Electronic musician Just Like Humans is, according to the official music website, a band of two - a computer and a human, the human named Kevin Hartmann.
How would you describe the sounds of Just Like Humans? It’s an interesting name and it conjures up anything but natural, just-like-human sounds.
Just Like Humans was one of the many ideas for names I had and one that my husband picked out of the list I emailed him. It ended up being my favorite and the name clicked with what I was already writing. I didn’t intend the name to be a tongue-in-cheek moniker that would require any of the music, now or later, to be of a particular style.
Musicians aren’t always good at describing their own music, especially in the electronic realm. I can’t just say it’s “different” because it is and is not. There’s always those that rely on the “music speaks for itself” nomenclature or similar answer and to a degree that’s certainly true. It’s an insane argument in the community, what styles are what, who’s doing what, who stole it from whom…. If you look at forums on electronica it’s madness, like East Coast vs West Coast, even Euro jumps in the fights. I stay away from it!
I attempted different styles within each track; quite possibly I’m not successful at any of them. Yet I buried some Italo disco beats in there, some ambient tweaked soundscapes, as well as darkwave, hip hop and synth pop. Even so, I’m not sure anyone would be able to find these! ‘I think the music will speak for itself', haha.
What have been your influences? Your bio says 80s electronica. Did you find yourself trying to emulate anyone in particular here?
I’ve always been influenced by orchestral movie soundtracks; I actually went into this project with some structured melodies that I imagined could be used for a film, melodies that I’d find myself singing in the car on the drive home or something. Intentionally I wanted a few tracks here of the dance genre; however I don’t see them being played in clubs, that was never the goal. Most have elements you think may build to something trendy and big sounding, but then I let you down and go back to my soundtrack-y thing and change the idea of the song. I really just wanted to make a record that I would want to listen to and find interesting.

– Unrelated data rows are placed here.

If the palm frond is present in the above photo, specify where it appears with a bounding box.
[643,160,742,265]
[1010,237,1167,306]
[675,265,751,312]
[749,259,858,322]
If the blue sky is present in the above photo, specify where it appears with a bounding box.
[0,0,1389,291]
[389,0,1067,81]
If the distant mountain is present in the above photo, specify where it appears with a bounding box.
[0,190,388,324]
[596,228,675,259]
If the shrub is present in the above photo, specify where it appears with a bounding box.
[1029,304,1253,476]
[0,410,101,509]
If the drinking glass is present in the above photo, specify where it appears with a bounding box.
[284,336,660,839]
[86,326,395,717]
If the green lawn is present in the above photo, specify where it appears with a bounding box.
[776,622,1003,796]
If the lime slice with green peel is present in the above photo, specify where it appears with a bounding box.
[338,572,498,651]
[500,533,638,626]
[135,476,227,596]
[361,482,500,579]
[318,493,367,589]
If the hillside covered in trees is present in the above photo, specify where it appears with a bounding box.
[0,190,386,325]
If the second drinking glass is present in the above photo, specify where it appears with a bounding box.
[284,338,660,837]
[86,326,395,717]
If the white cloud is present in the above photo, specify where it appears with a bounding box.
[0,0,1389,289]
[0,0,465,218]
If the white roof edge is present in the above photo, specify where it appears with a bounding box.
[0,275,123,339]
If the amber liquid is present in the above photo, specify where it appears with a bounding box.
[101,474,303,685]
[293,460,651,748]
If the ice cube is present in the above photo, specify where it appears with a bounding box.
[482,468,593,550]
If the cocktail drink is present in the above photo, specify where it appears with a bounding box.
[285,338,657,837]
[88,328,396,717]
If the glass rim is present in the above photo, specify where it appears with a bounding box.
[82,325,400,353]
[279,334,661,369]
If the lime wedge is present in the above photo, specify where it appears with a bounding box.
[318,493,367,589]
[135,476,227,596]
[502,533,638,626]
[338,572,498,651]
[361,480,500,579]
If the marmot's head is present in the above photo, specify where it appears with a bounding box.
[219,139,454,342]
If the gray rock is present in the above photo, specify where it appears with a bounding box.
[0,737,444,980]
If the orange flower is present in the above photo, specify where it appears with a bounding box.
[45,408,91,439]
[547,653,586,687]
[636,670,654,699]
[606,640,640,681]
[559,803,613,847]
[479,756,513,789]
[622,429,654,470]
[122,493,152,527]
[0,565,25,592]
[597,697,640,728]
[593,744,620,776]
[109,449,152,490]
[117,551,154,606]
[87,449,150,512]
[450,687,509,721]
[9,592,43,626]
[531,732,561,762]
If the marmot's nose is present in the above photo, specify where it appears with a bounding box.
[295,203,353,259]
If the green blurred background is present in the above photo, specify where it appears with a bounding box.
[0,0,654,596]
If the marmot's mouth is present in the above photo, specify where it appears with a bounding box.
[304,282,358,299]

So many artists immediately do remixes and in fact you’d often not know the original song because these are released first and become more popular. Is this a point of contention with you?
Well so far I’ve no experience with that—no dealings or requirements from labels that made me do anything that I’d not want released! But I certainly understand your question.
For sure there’ll be some remixes in the coming year, yeah. I have to think really hard on which songs deserve and would lend themselves to new versions. I do like the idea of remixes if done right… I’m not a fan, in general, of a version that comes out of a producer which sounds nothing like the original, no trace of what the artist had in mind to begin with. But...that isn’t likely to happen here as at least of now I’ll be the one doing the mixes!
Is that something you enjoy doing, mixing up a song?
Yeah, yeah, I think so. I’ve very limited experience—I remixed my first album, to try my hand at it. It was freeing and restrictive at the same time: I enjoyed the flexibility of taking a song and changing the phrasing, finding a way to ‘make it longer just to make it longer’ ideal, and restrictive because I was too close to the work. I was frustrated in keeping the original sounds original.
Besides a holiday break and mixes for the singles in the new year, I’m advertising for a collaborator, a vocalist, on a new project for next year. I’ve written some decent demos, ideas, and lyrics but I’m not strong enough to do it all on my own. I’d like to put out a fun pop record—do it seriously yet for fun, see where it goes. After that, Just Like Humans will release another album probably in 2015. I’ve already recorded a few ideas into my phone for melodies. All while driving into work, of course!